How to choose the appropriate level of statistical significance for an AB-test

June 1, 2021 - 13 minutes read - 2746 words

How to choose the appropriate level of statistical significance for an AB-test

Nowadays a lot of product managers have to confirm most of their decisions with AB-tests. Yet, it is far not always clear how to choose the parameters for the test. A particularly difficult parameter to tune is often the level of statistical significance. If we choose too high level - tests will fail even though improvements do exist. If we choose too low level - we’ll be getting lots of “confirmations” of false improvements.

When we make decisions based on AB-tests, once in a while we’ll be making mistakes. We can limit the losses caused by such mistakes by choosing the appropriate level of statistical significance.

Imagine that you are a product manager in a company running a typical web service.

You are working on the ways for increasing the amount of signups. You examine the signup process steps and notice that many visitors stop when they need to enter their email address. So you decide to try asking for a phone number instead.

Using phone number for identifying the users is not exactly a widely used practice yet and comes with the need to pay for a text message for activation. However, nowadays people aren’t that much into email anymore and do everything on the phone - so possibly phone number-based signups have the potential for bringing in more users.

That makes quite a regular product management challenge. We like verifying that our ideas bring value indeed, so we construct two signup page variants: old - with the email address and new - with the phone number. We show each of these variants to random 5% of the visitors and measure how large share of them enter their email/phone number and activate the account within, for example, a day.

Planning the experiment

Let’s suppose we have planned the experiment using any usual AB-test planning calculator, we did everything carefully, chose a one-sided hypothesis (we are interested in detecting improvements only) and… what level of statistical significance do we choose?

Quite often in the product team there is a “usual” level of statistical significance, such as 95%, that everybody chooses just because everyone else is using the same number as well. However, couldn’t this particular test be fine with just 90% or even 80%? We wouldn’t like to skip the useful improvement just because we are not absolutely certain in it, would we?

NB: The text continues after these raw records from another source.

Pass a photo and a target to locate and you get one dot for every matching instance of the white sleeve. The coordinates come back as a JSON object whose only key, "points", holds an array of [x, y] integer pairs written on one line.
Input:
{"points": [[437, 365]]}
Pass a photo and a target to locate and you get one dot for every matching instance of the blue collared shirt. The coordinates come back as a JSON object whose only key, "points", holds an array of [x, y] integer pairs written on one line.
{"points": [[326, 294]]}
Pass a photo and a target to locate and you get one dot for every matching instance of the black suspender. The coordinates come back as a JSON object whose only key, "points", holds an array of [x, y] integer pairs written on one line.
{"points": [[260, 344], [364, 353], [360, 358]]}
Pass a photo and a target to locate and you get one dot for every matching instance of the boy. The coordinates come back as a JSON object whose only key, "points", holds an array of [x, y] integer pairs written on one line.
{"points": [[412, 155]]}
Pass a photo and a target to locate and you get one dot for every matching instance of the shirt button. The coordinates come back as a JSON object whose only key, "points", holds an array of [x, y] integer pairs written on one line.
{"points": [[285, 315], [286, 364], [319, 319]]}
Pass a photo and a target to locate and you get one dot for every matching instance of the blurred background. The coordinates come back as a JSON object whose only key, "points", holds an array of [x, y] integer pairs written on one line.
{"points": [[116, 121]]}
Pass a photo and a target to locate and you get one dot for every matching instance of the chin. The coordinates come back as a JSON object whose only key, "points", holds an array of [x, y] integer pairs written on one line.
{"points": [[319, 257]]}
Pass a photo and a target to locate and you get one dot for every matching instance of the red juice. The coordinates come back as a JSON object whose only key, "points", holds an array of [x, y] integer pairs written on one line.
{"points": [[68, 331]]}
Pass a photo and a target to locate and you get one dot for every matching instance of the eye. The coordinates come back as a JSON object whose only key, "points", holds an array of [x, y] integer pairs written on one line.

What test results actually mean

We certainly wouldn’t like our test to fail, so we go for the lowest level that people around us use,- say, for 90%. We have launched the test and it ran for five full weeks (full weeks to smoothen out the possible weekday-weekend differences). Every variant was seen by about 10,000 people and the test has completed successfully. The test results calculator congratulated us with something like “p-value is 0.07, You can be 90% confident that this result is a consequence of the changes you made”. What does it really mean?

One easy way to interpret an AB test is to reverse the statement we are trying to prove. We can never be completely sure that the offer to enter a phone number brings more signups on average - there is always a possibility that over a long period of time phone signups bring in as many users as email signups or even less. It could be so that exactly during or test weeks a random fluctuations has brought more telephone signups than email signups.

If phone signups aren’t any better on average, they will still randomly win in some tests.

P-value of the AB test shows how rare an event we observe if the suggestion to enter a phone number in fact (over a long period of time) does not improve anything, and possibly even worsens the conversion.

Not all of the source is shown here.